Trade Compliance

GHY discusses changes to international trade regulations and explores cutting-edge compliance strategies.

Busting the “Myth” of the U.S. Manufacturing Renaissance

Posted February 03, 2015


A report published last month by the Information Technology & Innovation Foundation (ITIF) challenges what it claims to be the “myth” of America’s manufacturing renaissance, an imminent phenomenon that has been widely touted by pundits, certain business consultants and the mainstream media in recent years. According to that narrative, U.S. manufacturing has “turned a corner and is roaring back after the precipitous decline during the 2000s” owing to a combination of factors including higher foreign labour costs, cheap domestic oil and gas, and advances in automation.

The non-partisan group’s research however suggests that the data does not support such a rosy scenario. Contrary to there being a domestic manufacturing resurgence, it indicates that at the end of 2013 real manufacturing value added was still more than 3% below pre-recession levels, despite GDP growth of 5.6% and there are still 2 million fewer jobs and 15,000 fewer manufacturing establishments than there were in 2007. Much of the growth since 2010 the report suggests appears to be the result not of any significantly improved competitiveness, but merely “cyclical recovery as demand, particularly for motor vehicles and other durable goods, returns.” Although certainly increasing in recent years, the reshoring numbers the ITIF authors say are relatively “modest” and, more concerning, the manufacturing sector is still sending jobs overseas at roughly the same rate – a state of affairs which they wryly note is “hardly indicative of a renaissance.”  

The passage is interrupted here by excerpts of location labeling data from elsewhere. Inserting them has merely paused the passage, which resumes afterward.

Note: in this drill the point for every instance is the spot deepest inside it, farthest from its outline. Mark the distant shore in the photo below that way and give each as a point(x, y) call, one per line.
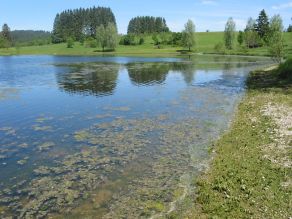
point(250, 174)
point(205, 45)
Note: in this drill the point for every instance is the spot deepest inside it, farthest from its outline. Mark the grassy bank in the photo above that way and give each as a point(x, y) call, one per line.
point(250, 175)
point(205, 44)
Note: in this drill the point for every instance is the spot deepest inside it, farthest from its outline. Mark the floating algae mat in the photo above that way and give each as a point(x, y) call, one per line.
point(111, 137)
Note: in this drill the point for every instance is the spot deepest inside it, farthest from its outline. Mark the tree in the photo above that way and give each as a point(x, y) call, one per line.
point(262, 25)
point(80, 23)
point(6, 40)
point(111, 36)
point(147, 24)
point(229, 33)
point(251, 37)
point(240, 37)
point(101, 37)
point(289, 29)
point(275, 38)
point(107, 36)
point(188, 35)
point(70, 42)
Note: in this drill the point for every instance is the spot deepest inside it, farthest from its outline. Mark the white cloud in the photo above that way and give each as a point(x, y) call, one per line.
point(208, 2)
point(282, 6)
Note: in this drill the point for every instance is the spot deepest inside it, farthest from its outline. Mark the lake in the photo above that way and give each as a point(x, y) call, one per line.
point(111, 137)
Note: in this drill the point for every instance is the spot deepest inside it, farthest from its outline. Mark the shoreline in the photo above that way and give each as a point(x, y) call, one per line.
point(250, 171)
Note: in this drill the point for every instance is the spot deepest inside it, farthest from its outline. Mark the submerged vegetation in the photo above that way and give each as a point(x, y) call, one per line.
point(250, 175)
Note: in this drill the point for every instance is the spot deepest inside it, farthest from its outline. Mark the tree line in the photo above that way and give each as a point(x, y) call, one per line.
point(147, 25)
point(263, 31)
point(81, 23)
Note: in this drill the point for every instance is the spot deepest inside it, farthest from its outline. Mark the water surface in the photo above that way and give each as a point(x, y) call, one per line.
point(110, 137)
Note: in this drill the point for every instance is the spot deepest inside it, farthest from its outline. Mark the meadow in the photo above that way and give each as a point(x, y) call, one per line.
point(205, 43)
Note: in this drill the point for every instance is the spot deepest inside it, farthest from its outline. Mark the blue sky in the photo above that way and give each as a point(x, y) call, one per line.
point(207, 14)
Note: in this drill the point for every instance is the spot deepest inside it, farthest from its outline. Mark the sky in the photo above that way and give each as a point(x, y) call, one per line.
point(207, 14)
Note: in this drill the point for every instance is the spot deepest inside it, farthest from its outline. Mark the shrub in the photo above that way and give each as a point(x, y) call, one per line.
point(70, 42)
point(285, 69)
point(219, 48)
point(91, 42)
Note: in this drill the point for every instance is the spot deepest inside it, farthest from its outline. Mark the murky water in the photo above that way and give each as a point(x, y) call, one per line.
point(110, 137)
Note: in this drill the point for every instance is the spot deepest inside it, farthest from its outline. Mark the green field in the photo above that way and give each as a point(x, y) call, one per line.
point(205, 44)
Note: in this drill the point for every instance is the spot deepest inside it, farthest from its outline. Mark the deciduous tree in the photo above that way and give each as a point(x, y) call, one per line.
point(229, 33)
point(188, 35)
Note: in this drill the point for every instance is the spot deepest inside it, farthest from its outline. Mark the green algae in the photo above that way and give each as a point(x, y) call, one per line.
point(42, 128)
point(46, 146)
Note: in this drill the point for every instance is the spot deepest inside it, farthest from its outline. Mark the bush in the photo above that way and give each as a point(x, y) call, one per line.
point(128, 40)
point(91, 42)
point(285, 69)
point(141, 41)
point(219, 48)
point(70, 42)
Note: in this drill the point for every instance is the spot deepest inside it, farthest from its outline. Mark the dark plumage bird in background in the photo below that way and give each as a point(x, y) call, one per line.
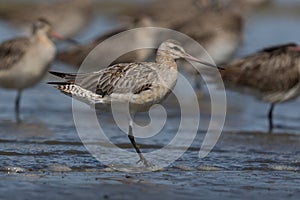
point(272, 74)
point(25, 61)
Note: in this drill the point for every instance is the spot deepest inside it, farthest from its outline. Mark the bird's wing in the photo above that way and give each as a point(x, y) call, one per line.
point(272, 69)
point(12, 51)
point(120, 78)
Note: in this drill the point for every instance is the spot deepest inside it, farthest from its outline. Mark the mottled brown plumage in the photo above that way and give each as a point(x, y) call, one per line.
point(24, 61)
point(141, 85)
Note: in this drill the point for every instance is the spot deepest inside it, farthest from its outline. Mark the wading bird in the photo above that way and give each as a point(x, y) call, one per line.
point(273, 74)
point(140, 84)
point(25, 61)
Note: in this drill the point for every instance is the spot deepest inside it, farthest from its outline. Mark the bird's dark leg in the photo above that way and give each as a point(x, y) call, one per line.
point(17, 106)
point(131, 138)
point(270, 117)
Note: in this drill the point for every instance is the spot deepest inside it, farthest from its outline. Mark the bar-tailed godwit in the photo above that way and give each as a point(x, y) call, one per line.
point(140, 84)
point(273, 74)
point(24, 61)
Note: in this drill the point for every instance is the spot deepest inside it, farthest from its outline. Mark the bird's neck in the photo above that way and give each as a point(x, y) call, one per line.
point(166, 59)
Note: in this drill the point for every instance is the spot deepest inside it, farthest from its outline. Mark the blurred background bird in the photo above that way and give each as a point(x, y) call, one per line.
point(25, 61)
point(68, 17)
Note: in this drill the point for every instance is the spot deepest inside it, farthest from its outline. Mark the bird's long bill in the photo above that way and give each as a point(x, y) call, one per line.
point(59, 37)
point(189, 57)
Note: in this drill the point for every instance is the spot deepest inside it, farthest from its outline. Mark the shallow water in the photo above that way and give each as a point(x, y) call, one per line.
point(44, 156)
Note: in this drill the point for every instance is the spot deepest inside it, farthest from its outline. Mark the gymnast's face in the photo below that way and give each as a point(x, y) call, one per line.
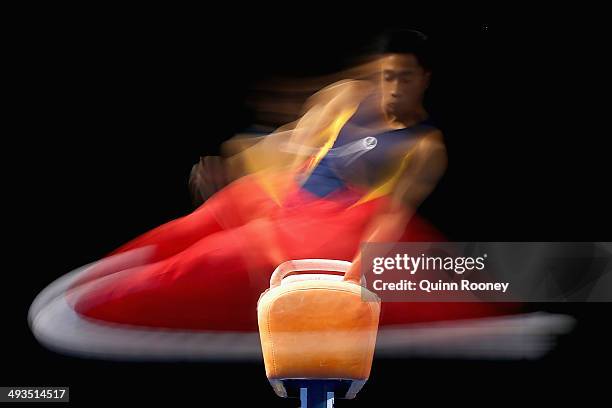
point(403, 84)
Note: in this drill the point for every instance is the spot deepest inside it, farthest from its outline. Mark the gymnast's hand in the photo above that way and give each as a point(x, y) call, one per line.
point(207, 177)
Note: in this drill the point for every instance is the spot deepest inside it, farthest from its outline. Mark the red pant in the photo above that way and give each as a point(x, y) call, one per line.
point(206, 270)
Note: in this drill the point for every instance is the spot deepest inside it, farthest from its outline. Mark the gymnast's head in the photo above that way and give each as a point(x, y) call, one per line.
point(404, 74)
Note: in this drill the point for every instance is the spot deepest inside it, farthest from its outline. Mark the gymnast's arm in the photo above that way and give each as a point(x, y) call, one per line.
point(418, 180)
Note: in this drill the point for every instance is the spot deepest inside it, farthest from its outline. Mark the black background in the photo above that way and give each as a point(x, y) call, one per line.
point(111, 112)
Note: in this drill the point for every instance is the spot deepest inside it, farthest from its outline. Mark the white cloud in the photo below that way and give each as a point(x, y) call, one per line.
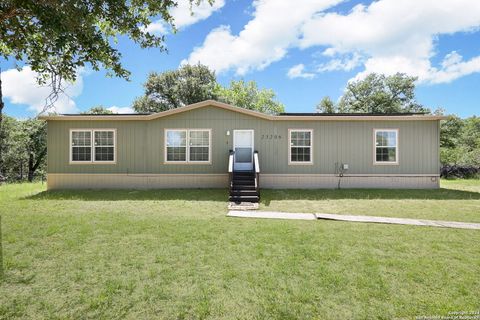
point(397, 36)
point(21, 87)
point(345, 64)
point(185, 14)
point(454, 67)
point(297, 71)
point(116, 109)
point(385, 36)
point(266, 38)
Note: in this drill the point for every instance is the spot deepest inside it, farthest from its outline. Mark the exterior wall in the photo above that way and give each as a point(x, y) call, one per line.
point(140, 149)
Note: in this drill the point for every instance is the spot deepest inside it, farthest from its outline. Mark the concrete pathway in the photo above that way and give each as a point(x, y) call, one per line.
point(413, 222)
point(352, 218)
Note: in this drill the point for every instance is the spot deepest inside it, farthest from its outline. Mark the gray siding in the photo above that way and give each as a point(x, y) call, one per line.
point(140, 145)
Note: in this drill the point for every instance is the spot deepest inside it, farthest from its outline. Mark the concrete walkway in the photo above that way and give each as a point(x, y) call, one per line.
point(352, 218)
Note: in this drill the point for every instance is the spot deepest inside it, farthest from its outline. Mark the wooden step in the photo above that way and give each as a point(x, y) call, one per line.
point(244, 193)
point(243, 198)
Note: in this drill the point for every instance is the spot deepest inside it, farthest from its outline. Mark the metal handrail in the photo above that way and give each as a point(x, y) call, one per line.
point(256, 167)
point(230, 168)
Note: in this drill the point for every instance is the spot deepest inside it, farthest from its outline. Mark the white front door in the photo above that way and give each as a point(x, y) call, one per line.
point(243, 147)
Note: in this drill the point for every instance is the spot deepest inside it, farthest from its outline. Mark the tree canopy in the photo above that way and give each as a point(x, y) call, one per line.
point(176, 88)
point(195, 83)
point(247, 95)
point(378, 93)
point(97, 110)
point(57, 37)
point(25, 148)
point(326, 105)
point(460, 141)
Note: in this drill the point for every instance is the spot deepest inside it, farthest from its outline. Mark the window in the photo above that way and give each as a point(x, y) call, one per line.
point(102, 150)
point(300, 146)
point(386, 146)
point(82, 146)
point(199, 145)
point(177, 145)
point(182, 145)
point(104, 146)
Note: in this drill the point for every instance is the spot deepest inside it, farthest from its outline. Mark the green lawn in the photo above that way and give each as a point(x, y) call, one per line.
point(173, 254)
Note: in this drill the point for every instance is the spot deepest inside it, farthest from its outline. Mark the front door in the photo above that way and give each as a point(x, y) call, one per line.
point(243, 147)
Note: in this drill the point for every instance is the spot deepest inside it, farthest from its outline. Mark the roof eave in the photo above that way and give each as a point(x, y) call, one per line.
point(222, 105)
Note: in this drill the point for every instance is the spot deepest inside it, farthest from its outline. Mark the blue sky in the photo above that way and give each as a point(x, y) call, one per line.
point(303, 50)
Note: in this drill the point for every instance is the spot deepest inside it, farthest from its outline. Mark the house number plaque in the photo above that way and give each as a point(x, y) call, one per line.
point(271, 136)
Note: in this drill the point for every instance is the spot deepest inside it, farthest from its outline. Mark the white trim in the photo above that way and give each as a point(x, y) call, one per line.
point(397, 149)
point(253, 145)
point(92, 145)
point(187, 146)
point(290, 162)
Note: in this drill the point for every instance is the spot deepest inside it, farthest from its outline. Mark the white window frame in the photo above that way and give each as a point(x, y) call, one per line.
point(397, 152)
point(92, 146)
point(290, 162)
point(187, 146)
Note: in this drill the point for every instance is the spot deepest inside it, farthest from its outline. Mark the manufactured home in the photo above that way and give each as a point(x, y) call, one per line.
point(215, 145)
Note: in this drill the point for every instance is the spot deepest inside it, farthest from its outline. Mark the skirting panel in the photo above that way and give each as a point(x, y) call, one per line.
point(278, 181)
point(271, 181)
point(135, 181)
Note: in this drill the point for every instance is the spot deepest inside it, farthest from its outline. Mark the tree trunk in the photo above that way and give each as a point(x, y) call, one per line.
point(31, 170)
point(33, 165)
point(1, 131)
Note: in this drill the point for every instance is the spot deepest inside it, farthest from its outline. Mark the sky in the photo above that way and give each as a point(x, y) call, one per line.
point(303, 50)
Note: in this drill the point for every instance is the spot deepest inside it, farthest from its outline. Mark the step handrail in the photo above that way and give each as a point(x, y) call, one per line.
point(256, 166)
point(230, 168)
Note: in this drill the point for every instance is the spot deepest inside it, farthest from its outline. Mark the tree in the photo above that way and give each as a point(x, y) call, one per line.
point(247, 95)
point(326, 105)
point(35, 144)
point(97, 110)
point(381, 94)
point(450, 131)
point(25, 142)
point(176, 88)
point(57, 37)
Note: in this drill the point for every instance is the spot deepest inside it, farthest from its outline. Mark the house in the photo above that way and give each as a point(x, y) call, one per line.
point(189, 147)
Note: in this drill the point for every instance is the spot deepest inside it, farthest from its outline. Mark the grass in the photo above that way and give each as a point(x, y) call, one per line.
point(173, 254)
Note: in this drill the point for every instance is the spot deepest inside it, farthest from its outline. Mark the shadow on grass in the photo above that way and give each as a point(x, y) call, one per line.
point(119, 195)
point(266, 194)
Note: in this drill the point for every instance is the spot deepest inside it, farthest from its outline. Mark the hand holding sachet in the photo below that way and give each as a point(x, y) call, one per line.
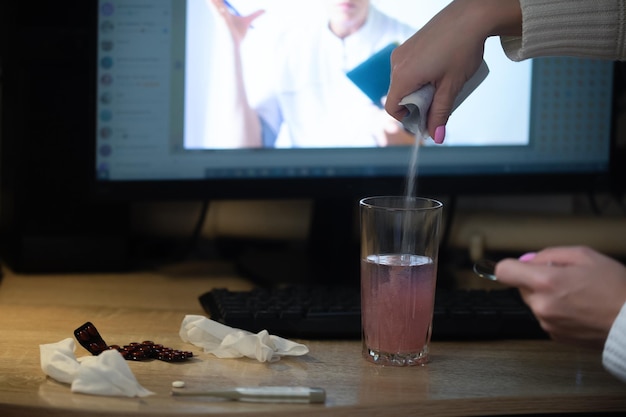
point(418, 102)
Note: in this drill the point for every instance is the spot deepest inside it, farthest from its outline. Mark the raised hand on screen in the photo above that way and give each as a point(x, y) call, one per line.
point(237, 24)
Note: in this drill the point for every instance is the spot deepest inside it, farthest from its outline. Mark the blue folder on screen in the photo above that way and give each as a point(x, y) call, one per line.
point(372, 76)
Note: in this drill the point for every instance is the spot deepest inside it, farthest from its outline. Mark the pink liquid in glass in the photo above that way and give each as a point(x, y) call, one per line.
point(397, 302)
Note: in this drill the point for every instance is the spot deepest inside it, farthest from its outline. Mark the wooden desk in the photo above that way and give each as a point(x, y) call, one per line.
point(468, 378)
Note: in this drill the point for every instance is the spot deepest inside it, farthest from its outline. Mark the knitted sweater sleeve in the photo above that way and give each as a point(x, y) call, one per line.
point(614, 354)
point(580, 28)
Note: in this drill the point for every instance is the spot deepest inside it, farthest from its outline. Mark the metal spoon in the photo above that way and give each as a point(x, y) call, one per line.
point(485, 268)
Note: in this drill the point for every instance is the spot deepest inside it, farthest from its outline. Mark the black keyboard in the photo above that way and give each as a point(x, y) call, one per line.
point(312, 312)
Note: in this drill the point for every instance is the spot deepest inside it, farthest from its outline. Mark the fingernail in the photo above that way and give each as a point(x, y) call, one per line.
point(440, 134)
point(527, 257)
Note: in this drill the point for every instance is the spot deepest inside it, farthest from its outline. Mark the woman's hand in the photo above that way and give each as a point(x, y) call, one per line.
point(575, 292)
point(446, 52)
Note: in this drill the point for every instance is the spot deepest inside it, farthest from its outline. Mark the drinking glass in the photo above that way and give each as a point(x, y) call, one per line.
point(399, 249)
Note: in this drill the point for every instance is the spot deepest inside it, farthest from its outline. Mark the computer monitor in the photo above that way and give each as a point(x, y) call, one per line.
point(109, 102)
point(168, 119)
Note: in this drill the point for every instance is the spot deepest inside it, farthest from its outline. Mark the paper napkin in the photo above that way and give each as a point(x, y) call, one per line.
point(106, 374)
point(227, 342)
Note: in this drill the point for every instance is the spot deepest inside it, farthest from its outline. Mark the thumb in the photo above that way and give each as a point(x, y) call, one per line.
point(439, 112)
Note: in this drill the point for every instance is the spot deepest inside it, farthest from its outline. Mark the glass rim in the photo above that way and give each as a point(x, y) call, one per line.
point(398, 202)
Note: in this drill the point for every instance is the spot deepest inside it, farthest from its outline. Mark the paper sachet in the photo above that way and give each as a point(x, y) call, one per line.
point(227, 342)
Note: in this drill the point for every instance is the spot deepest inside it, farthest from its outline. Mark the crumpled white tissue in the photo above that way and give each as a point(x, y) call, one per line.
point(227, 342)
point(106, 374)
point(418, 102)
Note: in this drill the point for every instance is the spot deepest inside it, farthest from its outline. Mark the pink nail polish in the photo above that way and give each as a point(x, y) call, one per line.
point(527, 257)
point(440, 134)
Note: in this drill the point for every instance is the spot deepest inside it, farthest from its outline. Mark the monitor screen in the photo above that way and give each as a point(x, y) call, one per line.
point(184, 110)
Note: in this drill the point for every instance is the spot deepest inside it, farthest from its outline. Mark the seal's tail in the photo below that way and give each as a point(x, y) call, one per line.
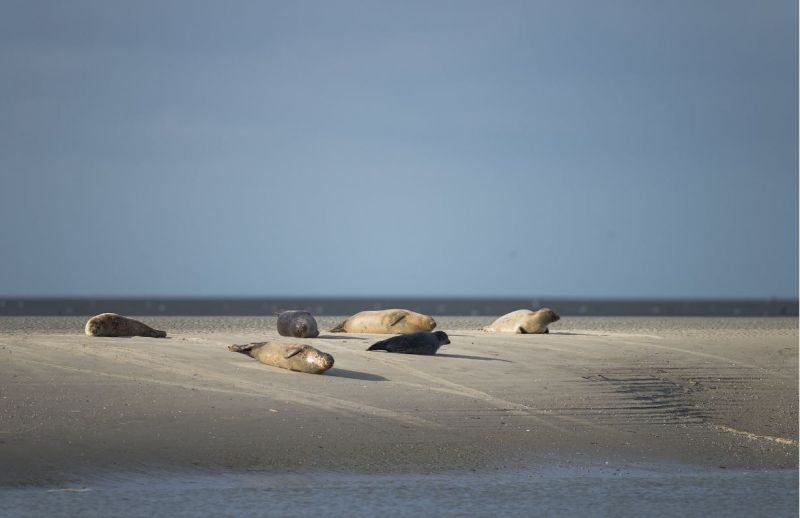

During the previous decade, U.S. manufacturing employment shed almost 6 million jobs, or about one-third of the workforce, an unprecedented loss that, unlike the prior two decades, was caused not principally by superior productivity growth as is often claimed by some industry groups, but the report contends by “significant losses in real value added output.” Additionally, the report dispels the somewhat mythical notion that manufacturing was only being shed in the more commodity type products in order to focus on high value-added and advanced products, noting that while lower-end manufacturing work has indeed been lost in great numbers, very little in the way of offsetting gains have been made at the high end.

The report’s authors posit that much of the renaissance narrative is “based around several misconceptions about U.S. cost advantages, including incorrect assumptions surrounding Chinese wage growth and productivity, global shipping costs, the role of the U.S. dollar, the importance of the shale gas-driven energy boom, and American productivity growth.”  Each of these misconceptions are addressed and refuted. For example, with respect to the contention that China’s rising labour costs will soon match U.S. wages the report indicates that while rising rapidly, Chinese wages are still estimated to be just 12% of average U.S. wages in 2015. Chinese labor productivity growth and its infrastructure push to open that country’s interior for production reduces the impact of Chinese wage growth, the report says.

The report concludes by noting that “Conditions for U.S. manufacturing are certainly better than they were a decade ago, as employment and output are both growing, albeit slowly. Despite this improvement, there is not yet evidence to support the notion of a U.S. manufacturing renaissance.” It warns that “The optimistic message of the manufacturing renaissance provides the public, business leaders, and policymakers with a dangerous sense of complacency that reduces the urgency and necessity for Congress and the administration to take the bold steps needed to truly and sustainably revitalize American manufacturing.”